Either I just got a lot smarter and am suddenly taking insanely difficult classes, or ACES just changed on me.

Although the new course numbering system will not affect courses before Fall 2012, all of the new numbers are now, as of today, visible in the planner for classes placed in the Fall 2012 and later terms. They are not available on the course catalog under the registration tab since the catalog currently only includes classes through 2011.

“[The new course numbers] were intentionally updated to allow everyone—faculty, staff, guests and students—to see the future numbers,” said John Campbell, Associate Director of Student Information Services and Systems (SISS). “For students planning their schedule in advance, they will be able to choose the new classes to add to their planner.”

Courses taken through 2011 will, however, remain unchanged on students’ transcripts.

“If we did that every time we changed a number, we’d have to change thousands and thousands of transcripts,” Campbell said. “Think of a transcript as a legal document—once you changed something you don’t go back after the fact.”

As reported by The Chronicle in March, the current numbering system only includes four distinct levels of classes: introductory (0-99), advanced (100-199), senior and graduate (200-299) and graduate-only (300-399). The new system will include six distinct levels of classes: freshman-only (0-99), introductory (100-199), undergraduate above introductory (200-399), advanced (400-499), graduate open to undergraduate (500-699) and graduate-only (700-999).

Students no longer need to worry about very low course numbers appearing on their transcript for introductory courses—Psychology 11 is now Psychology 101, Economics 51 is now Economics 101, Engineering 53L is Engineering 110L and Public Policy 55D is now Public Policy 155D.

"There's something scary about seeing 300-level computer science courses in my planner," said sophomore Peggy Li.

Since Economics is the most popular major at Duke, I played around with the Planner and pretended to be an Economics student who would take Economics 51, 55, 105, 110 and 139 as core classes and 153, 181, 187, 195 and 225 as electives.
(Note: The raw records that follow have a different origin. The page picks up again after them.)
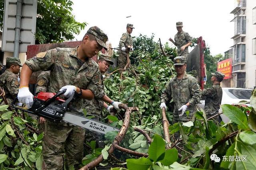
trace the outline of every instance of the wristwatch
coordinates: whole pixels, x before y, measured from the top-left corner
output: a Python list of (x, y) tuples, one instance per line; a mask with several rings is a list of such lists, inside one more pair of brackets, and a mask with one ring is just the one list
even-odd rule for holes
[(83, 91), (82, 90), (82, 88), (80, 88), (80, 91), (79, 93), (77, 93), (77, 96), (82, 96), (82, 94), (83, 94)]

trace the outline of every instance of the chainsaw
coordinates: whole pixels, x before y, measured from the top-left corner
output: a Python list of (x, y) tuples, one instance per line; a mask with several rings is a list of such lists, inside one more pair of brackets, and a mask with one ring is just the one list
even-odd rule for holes
[(76, 100), (76, 93), (65, 100), (59, 97), (65, 92), (62, 91), (57, 94), (40, 92), (34, 97), (33, 105), (28, 109), (16, 106), (17, 98), (14, 100), (12, 105), (14, 108), (31, 114), (54, 121), (63, 121), (99, 133), (105, 134), (111, 131), (120, 131), (102, 122), (69, 112), (68, 104)]

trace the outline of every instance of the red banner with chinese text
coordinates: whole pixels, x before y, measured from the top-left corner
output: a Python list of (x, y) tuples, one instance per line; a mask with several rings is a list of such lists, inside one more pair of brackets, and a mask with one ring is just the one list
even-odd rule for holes
[(232, 77), (232, 60), (231, 58), (218, 62), (217, 70), (225, 74), (224, 79)]

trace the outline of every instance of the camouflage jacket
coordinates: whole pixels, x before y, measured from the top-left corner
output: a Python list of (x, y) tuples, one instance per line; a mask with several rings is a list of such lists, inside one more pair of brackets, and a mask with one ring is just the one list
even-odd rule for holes
[[(132, 45), (132, 38), (131, 35), (128, 32), (124, 33), (122, 35), (122, 37), (119, 41), (119, 48), (120, 49), (124, 47), (125, 48), (127, 48), (128, 45)], [(124, 51), (121, 51), (121, 53), (123, 54), (126, 54), (126, 53)], [(118, 50), (118, 52), (120, 53), (120, 50)]]
[(46, 92), (50, 86), (50, 72), (42, 71), (38, 75), (36, 82), (36, 94), (40, 92)]
[(86, 110), (87, 115), (93, 115), (101, 118), (102, 117), (102, 110), (103, 106), (103, 101), (101, 100), (104, 96), (104, 84), (103, 81), (103, 77), (100, 74), (101, 80), (102, 80), (101, 85), (99, 86), (100, 89), (100, 92), (96, 94), (94, 98), (92, 100), (88, 100), (86, 99), (84, 100), (84, 106), (83, 108)]
[[(20, 83), (17, 74), (8, 70), (6, 70), (0, 76), (0, 86), (4, 89), (6, 97), (9, 104), (11, 104), (13, 100), (17, 97), (19, 91)], [(2, 101), (1, 103), (3, 102), (3, 101)]]
[[(40, 53), (25, 63), (33, 72), (51, 71), (49, 92), (56, 93), (62, 87), (70, 85), (97, 94), (98, 87), (101, 82), (98, 66), (88, 59), (81, 66), (77, 49), (56, 48)], [(82, 106), (82, 100), (74, 102), (70, 105), (70, 111), (83, 115), (81, 111)]]
[(222, 90), (220, 84), (217, 83), (210, 88), (203, 90), (202, 95), (205, 96), (204, 111), (207, 115), (217, 114), (222, 99)]
[[(185, 73), (182, 79), (178, 80), (176, 76), (170, 80), (161, 96), (161, 102), (166, 103), (172, 98), (174, 105), (174, 118), (179, 121), (188, 121), (192, 117), (195, 111), (200, 102), (201, 94), (196, 79)], [(188, 116), (184, 114), (179, 117), (181, 111), (178, 110), (188, 102), (190, 106), (186, 111), (189, 111), (189, 115)]]
[(188, 33), (182, 31), (181, 32), (178, 34), (177, 33), (174, 37), (175, 45), (178, 49), (178, 56), (186, 56), (188, 54), (188, 47), (186, 47), (184, 51), (182, 51), (180, 48), (184, 45), (187, 44), (188, 42), (192, 42), (192, 38), (189, 35)]

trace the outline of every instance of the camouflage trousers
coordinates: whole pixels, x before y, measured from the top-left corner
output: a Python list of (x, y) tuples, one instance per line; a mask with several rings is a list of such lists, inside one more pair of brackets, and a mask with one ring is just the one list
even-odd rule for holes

Under the new system, courses taken after 2012 will be numbered 101, 201, 205, 210, 208, 353, 381, 438, 390 and 673—that sounds much better to me (and probably employers, too)!

Generic Script

An email sent this afternoon from SISS to students, faculty and staff said that ACES will not be accessible from July 22 to July 25, but this is not related to the new course numbers that have been entered, Campbell said.

“This weekend we’ll be putting in some new changes that don’t really affect the look and feel,” Campbell said. “They affect how things work in the background.”